“You are free to not eat broccoli, but if you don’t the government will impose a penalty on you. This penalty is really just a tax and since the government has the power to tax for all sorts of reasons, they can tax you if you don’t eat broccoli.”
This is the logic of Justice Roberts argument in the Obamacare case [5] that was handed down today.
This should not surprise us because the Constitution is whatever the Justices wish it to be. Now they have handed the government another mandate to regulate our behavior. As we know they can and do regulate our behavior already. For example, if you smoke, they will tax your habit heavily. It is not a giant leap to force you to do something they want you to do by penalizing you for not doing it. According to today’s ruling, there is nothing in the Constitution preventing them from doing this.
The technical details of the ruling are interesting but very disappointing. Roberts’ justification of the Obamacare Act relied on the taxing power of the federal government as well as the general welfare clause. Roberts shot down the government’s reliance on the Commerce Clause to mandate our behavior. He wrote, "The Commerce Clause is not a general license to regulate an individual from cradle to grave, simply because he will predictably engage in particular [interstate] transactions." Some clever commenters [6]are saying, “Aha, that sneaky old Roberts. He always wanted to limit the wide powers of the Commerce Clause and this is how he did it.”
This limitation of the Commerce Clause may or may not be significant. Only future cases will answer this question. Based on the history of the Court, I have my doubts that this will impose any new restrictions on the government’s broad powers to regulate the economy.

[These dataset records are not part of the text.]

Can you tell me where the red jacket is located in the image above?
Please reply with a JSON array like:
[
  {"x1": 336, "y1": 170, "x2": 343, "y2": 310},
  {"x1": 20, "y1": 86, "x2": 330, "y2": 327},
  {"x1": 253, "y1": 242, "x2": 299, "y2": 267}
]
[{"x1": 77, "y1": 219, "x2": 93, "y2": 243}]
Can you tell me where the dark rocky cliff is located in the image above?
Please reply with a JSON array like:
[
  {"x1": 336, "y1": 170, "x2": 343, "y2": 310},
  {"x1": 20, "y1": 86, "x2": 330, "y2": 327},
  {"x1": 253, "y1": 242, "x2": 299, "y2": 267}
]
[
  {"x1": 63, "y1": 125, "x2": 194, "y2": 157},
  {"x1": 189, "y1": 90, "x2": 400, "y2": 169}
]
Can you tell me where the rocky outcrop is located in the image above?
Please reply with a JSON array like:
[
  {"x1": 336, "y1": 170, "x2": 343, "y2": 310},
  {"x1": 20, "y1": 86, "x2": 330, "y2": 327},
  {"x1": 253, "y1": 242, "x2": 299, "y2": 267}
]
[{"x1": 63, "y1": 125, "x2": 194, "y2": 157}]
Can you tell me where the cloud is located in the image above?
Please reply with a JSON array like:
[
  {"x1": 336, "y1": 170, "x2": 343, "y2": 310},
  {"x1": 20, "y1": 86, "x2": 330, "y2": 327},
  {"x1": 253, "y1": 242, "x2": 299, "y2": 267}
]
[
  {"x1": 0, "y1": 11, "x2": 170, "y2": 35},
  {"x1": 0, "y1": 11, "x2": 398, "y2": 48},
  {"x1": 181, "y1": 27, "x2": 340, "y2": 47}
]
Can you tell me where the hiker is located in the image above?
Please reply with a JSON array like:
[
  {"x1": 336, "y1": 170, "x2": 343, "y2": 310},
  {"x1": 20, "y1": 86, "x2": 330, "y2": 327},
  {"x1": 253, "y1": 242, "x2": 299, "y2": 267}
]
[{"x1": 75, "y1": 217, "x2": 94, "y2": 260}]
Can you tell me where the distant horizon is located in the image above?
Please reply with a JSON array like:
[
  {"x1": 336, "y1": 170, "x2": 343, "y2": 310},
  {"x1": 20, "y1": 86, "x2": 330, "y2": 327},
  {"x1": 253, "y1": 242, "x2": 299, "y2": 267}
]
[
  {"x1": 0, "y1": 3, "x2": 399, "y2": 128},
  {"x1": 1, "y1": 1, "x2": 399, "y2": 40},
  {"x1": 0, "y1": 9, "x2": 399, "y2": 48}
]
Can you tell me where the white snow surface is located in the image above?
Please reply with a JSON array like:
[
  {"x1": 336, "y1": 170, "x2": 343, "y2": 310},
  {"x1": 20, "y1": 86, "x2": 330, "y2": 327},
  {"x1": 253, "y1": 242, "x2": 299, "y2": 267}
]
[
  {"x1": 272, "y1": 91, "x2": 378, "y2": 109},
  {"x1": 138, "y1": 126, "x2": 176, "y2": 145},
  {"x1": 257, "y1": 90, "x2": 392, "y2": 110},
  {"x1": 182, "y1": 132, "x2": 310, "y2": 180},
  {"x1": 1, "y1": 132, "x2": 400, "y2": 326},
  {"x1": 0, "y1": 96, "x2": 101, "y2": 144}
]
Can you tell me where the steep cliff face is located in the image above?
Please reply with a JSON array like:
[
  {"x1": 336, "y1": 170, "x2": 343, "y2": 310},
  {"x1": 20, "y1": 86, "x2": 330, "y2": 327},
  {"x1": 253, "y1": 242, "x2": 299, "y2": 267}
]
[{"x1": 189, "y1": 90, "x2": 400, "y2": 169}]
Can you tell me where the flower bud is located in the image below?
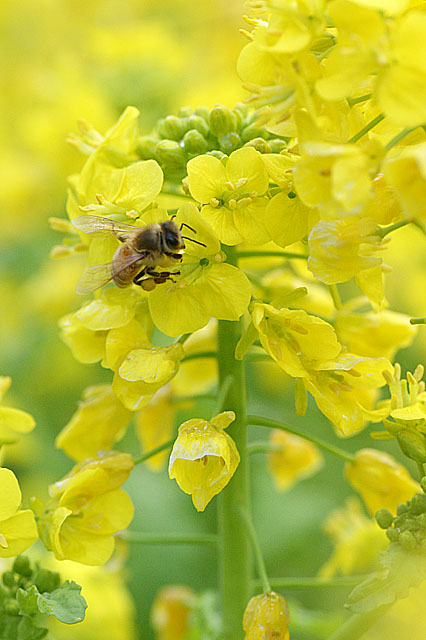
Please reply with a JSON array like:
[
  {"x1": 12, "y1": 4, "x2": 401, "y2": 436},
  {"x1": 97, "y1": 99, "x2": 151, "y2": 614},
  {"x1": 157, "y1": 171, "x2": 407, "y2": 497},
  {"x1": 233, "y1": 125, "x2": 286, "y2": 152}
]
[
  {"x1": 244, "y1": 138, "x2": 271, "y2": 154},
  {"x1": 234, "y1": 102, "x2": 250, "y2": 120},
  {"x1": 410, "y1": 494, "x2": 426, "y2": 514},
  {"x1": 269, "y1": 139, "x2": 288, "y2": 153},
  {"x1": 186, "y1": 114, "x2": 210, "y2": 138},
  {"x1": 209, "y1": 104, "x2": 238, "y2": 136},
  {"x1": 2, "y1": 599, "x2": 19, "y2": 616},
  {"x1": 243, "y1": 591, "x2": 290, "y2": 640},
  {"x1": 33, "y1": 568, "x2": 60, "y2": 593},
  {"x1": 241, "y1": 123, "x2": 268, "y2": 143},
  {"x1": 155, "y1": 140, "x2": 187, "y2": 168},
  {"x1": 183, "y1": 129, "x2": 208, "y2": 155},
  {"x1": 375, "y1": 508, "x2": 394, "y2": 529},
  {"x1": 386, "y1": 527, "x2": 399, "y2": 542},
  {"x1": 158, "y1": 115, "x2": 188, "y2": 141},
  {"x1": 137, "y1": 135, "x2": 159, "y2": 160},
  {"x1": 207, "y1": 150, "x2": 227, "y2": 163},
  {"x1": 12, "y1": 555, "x2": 32, "y2": 577},
  {"x1": 396, "y1": 429, "x2": 426, "y2": 463},
  {"x1": 400, "y1": 530, "x2": 417, "y2": 551},
  {"x1": 2, "y1": 571, "x2": 15, "y2": 587},
  {"x1": 219, "y1": 132, "x2": 241, "y2": 154},
  {"x1": 150, "y1": 585, "x2": 194, "y2": 640},
  {"x1": 177, "y1": 106, "x2": 193, "y2": 118},
  {"x1": 194, "y1": 105, "x2": 210, "y2": 121}
]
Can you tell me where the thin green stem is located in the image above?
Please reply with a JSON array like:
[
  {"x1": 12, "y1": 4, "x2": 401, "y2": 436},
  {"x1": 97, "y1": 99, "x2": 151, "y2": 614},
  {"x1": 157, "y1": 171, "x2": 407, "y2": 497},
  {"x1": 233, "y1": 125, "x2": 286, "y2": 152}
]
[
  {"x1": 328, "y1": 284, "x2": 342, "y2": 310},
  {"x1": 170, "y1": 392, "x2": 217, "y2": 403},
  {"x1": 182, "y1": 350, "x2": 217, "y2": 362},
  {"x1": 247, "y1": 441, "x2": 281, "y2": 456},
  {"x1": 254, "y1": 575, "x2": 371, "y2": 590},
  {"x1": 176, "y1": 333, "x2": 191, "y2": 345},
  {"x1": 238, "y1": 506, "x2": 271, "y2": 593},
  {"x1": 121, "y1": 532, "x2": 218, "y2": 545},
  {"x1": 385, "y1": 126, "x2": 420, "y2": 151},
  {"x1": 410, "y1": 317, "x2": 426, "y2": 325},
  {"x1": 162, "y1": 190, "x2": 191, "y2": 198},
  {"x1": 133, "y1": 438, "x2": 174, "y2": 466},
  {"x1": 237, "y1": 251, "x2": 308, "y2": 260},
  {"x1": 347, "y1": 93, "x2": 372, "y2": 108},
  {"x1": 247, "y1": 415, "x2": 355, "y2": 462},
  {"x1": 379, "y1": 218, "x2": 412, "y2": 238},
  {"x1": 217, "y1": 246, "x2": 251, "y2": 639},
  {"x1": 329, "y1": 605, "x2": 392, "y2": 640},
  {"x1": 348, "y1": 113, "x2": 385, "y2": 144},
  {"x1": 212, "y1": 374, "x2": 234, "y2": 418}
]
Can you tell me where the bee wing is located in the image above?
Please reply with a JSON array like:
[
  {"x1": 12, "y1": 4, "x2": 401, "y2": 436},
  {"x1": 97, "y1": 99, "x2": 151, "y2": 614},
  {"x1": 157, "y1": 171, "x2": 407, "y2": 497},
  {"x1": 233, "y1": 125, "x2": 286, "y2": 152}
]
[
  {"x1": 72, "y1": 215, "x2": 140, "y2": 236},
  {"x1": 76, "y1": 253, "x2": 145, "y2": 295}
]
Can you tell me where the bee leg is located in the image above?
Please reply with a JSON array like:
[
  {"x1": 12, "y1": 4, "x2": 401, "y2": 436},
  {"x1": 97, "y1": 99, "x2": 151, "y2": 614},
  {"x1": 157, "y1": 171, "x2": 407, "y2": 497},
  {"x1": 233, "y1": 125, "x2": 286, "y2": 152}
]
[
  {"x1": 146, "y1": 269, "x2": 181, "y2": 283},
  {"x1": 164, "y1": 252, "x2": 183, "y2": 261},
  {"x1": 132, "y1": 267, "x2": 148, "y2": 286}
]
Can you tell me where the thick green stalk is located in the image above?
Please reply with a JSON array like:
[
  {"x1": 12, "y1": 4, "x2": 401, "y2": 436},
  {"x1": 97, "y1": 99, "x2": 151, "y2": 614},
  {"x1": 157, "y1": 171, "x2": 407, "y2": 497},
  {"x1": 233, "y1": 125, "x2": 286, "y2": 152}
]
[
  {"x1": 217, "y1": 247, "x2": 251, "y2": 638},
  {"x1": 328, "y1": 605, "x2": 392, "y2": 640}
]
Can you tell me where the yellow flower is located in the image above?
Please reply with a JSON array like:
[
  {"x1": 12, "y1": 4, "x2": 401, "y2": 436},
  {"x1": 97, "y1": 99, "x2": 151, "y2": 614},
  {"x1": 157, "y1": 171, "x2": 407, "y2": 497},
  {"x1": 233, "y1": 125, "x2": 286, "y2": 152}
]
[
  {"x1": 0, "y1": 467, "x2": 38, "y2": 557},
  {"x1": 308, "y1": 218, "x2": 383, "y2": 284},
  {"x1": 251, "y1": 302, "x2": 341, "y2": 378},
  {"x1": 335, "y1": 308, "x2": 417, "y2": 360},
  {"x1": 55, "y1": 385, "x2": 132, "y2": 461},
  {"x1": 319, "y1": 498, "x2": 388, "y2": 578},
  {"x1": 294, "y1": 142, "x2": 372, "y2": 214},
  {"x1": 0, "y1": 377, "x2": 35, "y2": 444},
  {"x1": 345, "y1": 448, "x2": 419, "y2": 515},
  {"x1": 169, "y1": 411, "x2": 240, "y2": 512},
  {"x1": 243, "y1": 591, "x2": 290, "y2": 640},
  {"x1": 186, "y1": 147, "x2": 270, "y2": 245},
  {"x1": 150, "y1": 585, "x2": 195, "y2": 640},
  {"x1": 171, "y1": 320, "x2": 217, "y2": 396},
  {"x1": 148, "y1": 203, "x2": 252, "y2": 336},
  {"x1": 113, "y1": 343, "x2": 185, "y2": 411},
  {"x1": 304, "y1": 353, "x2": 393, "y2": 436},
  {"x1": 37, "y1": 451, "x2": 134, "y2": 565},
  {"x1": 384, "y1": 142, "x2": 426, "y2": 222},
  {"x1": 268, "y1": 430, "x2": 323, "y2": 491}
]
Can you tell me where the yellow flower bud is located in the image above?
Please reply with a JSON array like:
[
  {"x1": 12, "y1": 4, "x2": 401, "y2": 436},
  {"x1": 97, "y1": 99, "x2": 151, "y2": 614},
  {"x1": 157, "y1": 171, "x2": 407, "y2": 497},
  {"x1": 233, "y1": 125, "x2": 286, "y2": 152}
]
[
  {"x1": 345, "y1": 448, "x2": 419, "y2": 515},
  {"x1": 269, "y1": 430, "x2": 323, "y2": 492},
  {"x1": 150, "y1": 585, "x2": 195, "y2": 640},
  {"x1": 243, "y1": 591, "x2": 290, "y2": 640}
]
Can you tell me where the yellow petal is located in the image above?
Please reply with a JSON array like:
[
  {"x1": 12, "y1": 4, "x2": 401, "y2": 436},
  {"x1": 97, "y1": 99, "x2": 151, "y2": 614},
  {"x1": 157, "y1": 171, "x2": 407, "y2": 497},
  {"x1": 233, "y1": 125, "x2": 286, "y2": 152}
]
[
  {"x1": 59, "y1": 313, "x2": 107, "y2": 364},
  {"x1": 104, "y1": 319, "x2": 150, "y2": 371},
  {"x1": 226, "y1": 147, "x2": 269, "y2": 196},
  {"x1": 77, "y1": 288, "x2": 138, "y2": 331},
  {"x1": 0, "y1": 510, "x2": 38, "y2": 558},
  {"x1": 209, "y1": 411, "x2": 235, "y2": 431},
  {"x1": 0, "y1": 468, "x2": 22, "y2": 520},
  {"x1": 114, "y1": 160, "x2": 164, "y2": 211},
  {"x1": 0, "y1": 407, "x2": 35, "y2": 434},
  {"x1": 77, "y1": 488, "x2": 134, "y2": 535},
  {"x1": 200, "y1": 205, "x2": 243, "y2": 246},
  {"x1": 187, "y1": 155, "x2": 226, "y2": 203},
  {"x1": 233, "y1": 199, "x2": 270, "y2": 245},
  {"x1": 112, "y1": 372, "x2": 158, "y2": 411},
  {"x1": 265, "y1": 193, "x2": 310, "y2": 248},
  {"x1": 55, "y1": 385, "x2": 132, "y2": 461},
  {"x1": 58, "y1": 521, "x2": 115, "y2": 565}
]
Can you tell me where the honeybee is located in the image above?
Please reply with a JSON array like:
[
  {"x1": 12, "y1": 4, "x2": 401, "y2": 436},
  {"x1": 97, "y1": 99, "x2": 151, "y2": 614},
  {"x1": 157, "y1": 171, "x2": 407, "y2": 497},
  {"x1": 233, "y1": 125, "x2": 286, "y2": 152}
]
[{"x1": 71, "y1": 215, "x2": 205, "y2": 294}]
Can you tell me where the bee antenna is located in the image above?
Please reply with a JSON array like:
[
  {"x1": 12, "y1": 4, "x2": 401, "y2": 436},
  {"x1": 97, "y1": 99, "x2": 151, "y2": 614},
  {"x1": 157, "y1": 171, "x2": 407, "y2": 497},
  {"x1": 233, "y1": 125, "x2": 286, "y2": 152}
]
[
  {"x1": 182, "y1": 236, "x2": 207, "y2": 247},
  {"x1": 180, "y1": 222, "x2": 197, "y2": 234},
  {"x1": 170, "y1": 214, "x2": 177, "y2": 221}
]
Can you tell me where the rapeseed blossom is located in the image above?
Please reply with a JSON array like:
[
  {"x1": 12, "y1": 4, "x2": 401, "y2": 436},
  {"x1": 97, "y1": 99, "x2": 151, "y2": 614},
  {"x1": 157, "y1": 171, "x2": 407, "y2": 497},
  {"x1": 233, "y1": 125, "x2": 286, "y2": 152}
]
[
  {"x1": 169, "y1": 412, "x2": 240, "y2": 511},
  {"x1": 0, "y1": 377, "x2": 35, "y2": 444},
  {"x1": 0, "y1": 468, "x2": 38, "y2": 557},
  {"x1": 243, "y1": 592, "x2": 290, "y2": 640}
]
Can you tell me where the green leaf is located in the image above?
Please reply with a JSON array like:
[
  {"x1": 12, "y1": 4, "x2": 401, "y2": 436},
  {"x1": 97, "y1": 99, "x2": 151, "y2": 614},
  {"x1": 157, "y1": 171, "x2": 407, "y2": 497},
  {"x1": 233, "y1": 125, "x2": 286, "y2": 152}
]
[
  {"x1": 17, "y1": 585, "x2": 40, "y2": 616},
  {"x1": 17, "y1": 617, "x2": 48, "y2": 640},
  {"x1": 345, "y1": 544, "x2": 426, "y2": 613},
  {"x1": 36, "y1": 581, "x2": 87, "y2": 624}
]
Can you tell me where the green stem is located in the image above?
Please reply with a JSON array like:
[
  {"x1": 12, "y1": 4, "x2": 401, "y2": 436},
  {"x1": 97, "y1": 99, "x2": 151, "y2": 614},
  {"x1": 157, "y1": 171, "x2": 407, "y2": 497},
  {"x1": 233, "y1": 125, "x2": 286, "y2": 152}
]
[
  {"x1": 170, "y1": 392, "x2": 217, "y2": 403},
  {"x1": 254, "y1": 575, "x2": 371, "y2": 590},
  {"x1": 121, "y1": 532, "x2": 217, "y2": 545},
  {"x1": 410, "y1": 317, "x2": 426, "y2": 325},
  {"x1": 133, "y1": 439, "x2": 174, "y2": 466},
  {"x1": 417, "y1": 461, "x2": 425, "y2": 480},
  {"x1": 238, "y1": 506, "x2": 271, "y2": 593},
  {"x1": 247, "y1": 415, "x2": 355, "y2": 462},
  {"x1": 385, "y1": 126, "x2": 419, "y2": 151},
  {"x1": 329, "y1": 605, "x2": 392, "y2": 640},
  {"x1": 176, "y1": 332, "x2": 191, "y2": 345},
  {"x1": 237, "y1": 251, "x2": 308, "y2": 260},
  {"x1": 182, "y1": 350, "x2": 217, "y2": 362},
  {"x1": 217, "y1": 246, "x2": 251, "y2": 639},
  {"x1": 247, "y1": 441, "x2": 281, "y2": 456},
  {"x1": 348, "y1": 113, "x2": 385, "y2": 144},
  {"x1": 379, "y1": 218, "x2": 412, "y2": 238},
  {"x1": 328, "y1": 284, "x2": 342, "y2": 310},
  {"x1": 347, "y1": 93, "x2": 372, "y2": 108}
]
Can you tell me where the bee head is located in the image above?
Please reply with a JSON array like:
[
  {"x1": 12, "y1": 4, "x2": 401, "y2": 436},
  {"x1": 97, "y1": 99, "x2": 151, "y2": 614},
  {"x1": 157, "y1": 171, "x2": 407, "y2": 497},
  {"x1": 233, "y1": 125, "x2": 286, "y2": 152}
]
[{"x1": 161, "y1": 220, "x2": 185, "y2": 251}]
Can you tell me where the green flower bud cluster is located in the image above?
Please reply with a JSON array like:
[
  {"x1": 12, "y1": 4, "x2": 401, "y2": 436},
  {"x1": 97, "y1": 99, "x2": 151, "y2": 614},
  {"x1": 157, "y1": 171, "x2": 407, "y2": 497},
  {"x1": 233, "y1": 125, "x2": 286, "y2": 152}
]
[
  {"x1": 0, "y1": 556, "x2": 85, "y2": 639},
  {"x1": 136, "y1": 103, "x2": 286, "y2": 178},
  {"x1": 376, "y1": 484, "x2": 426, "y2": 551}
]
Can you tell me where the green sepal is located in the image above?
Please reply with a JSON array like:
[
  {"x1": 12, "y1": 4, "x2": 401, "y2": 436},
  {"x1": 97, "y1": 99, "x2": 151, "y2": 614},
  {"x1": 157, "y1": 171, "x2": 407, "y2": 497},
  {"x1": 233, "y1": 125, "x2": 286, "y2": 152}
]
[
  {"x1": 345, "y1": 543, "x2": 426, "y2": 613},
  {"x1": 36, "y1": 581, "x2": 87, "y2": 624},
  {"x1": 235, "y1": 321, "x2": 258, "y2": 361},
  {"x1": 16, "y1": 586, "x2": 39, "y2": 616}
]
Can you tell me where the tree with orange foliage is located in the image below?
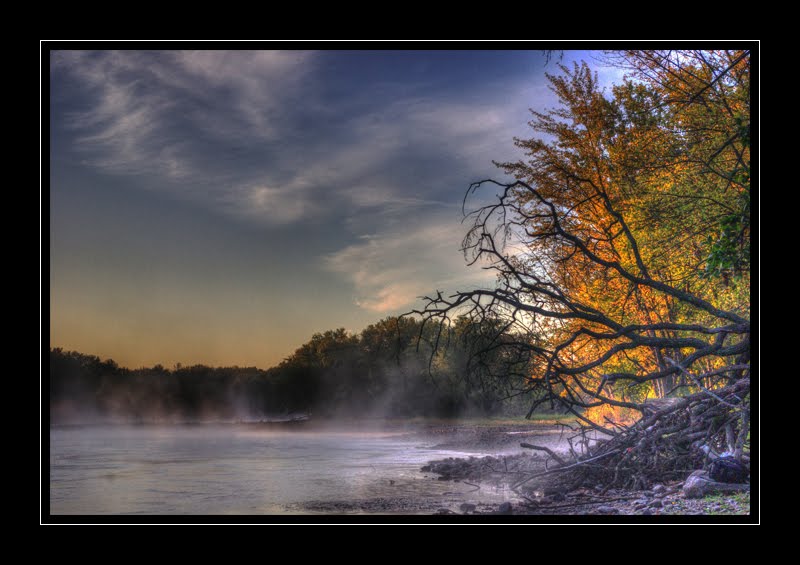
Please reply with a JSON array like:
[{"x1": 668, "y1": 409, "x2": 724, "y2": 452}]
[{"x1": 415, "y1": 50, "x2": 752, "y2": 488}]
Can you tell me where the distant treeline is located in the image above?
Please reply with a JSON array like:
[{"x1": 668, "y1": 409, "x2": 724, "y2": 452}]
[{"x1": 50, "y1": 316, "x2": 534, "y2": 423}]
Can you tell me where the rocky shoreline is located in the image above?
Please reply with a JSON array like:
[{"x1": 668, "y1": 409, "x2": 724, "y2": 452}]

The argument that a penalty was really a tax was, to say the least, a novel approach since the Administration thought it was a penalty and not a “tax” (the statute clearly points this out). Thus Justice Scalia’s famous query during argument that the government could force us to eat broccoli under the government’s theory of the Commerce Clause was cleverly turned aside by appearing to support the logic of Scalia’s broccoli argument yet upholding the law under the taxing authority.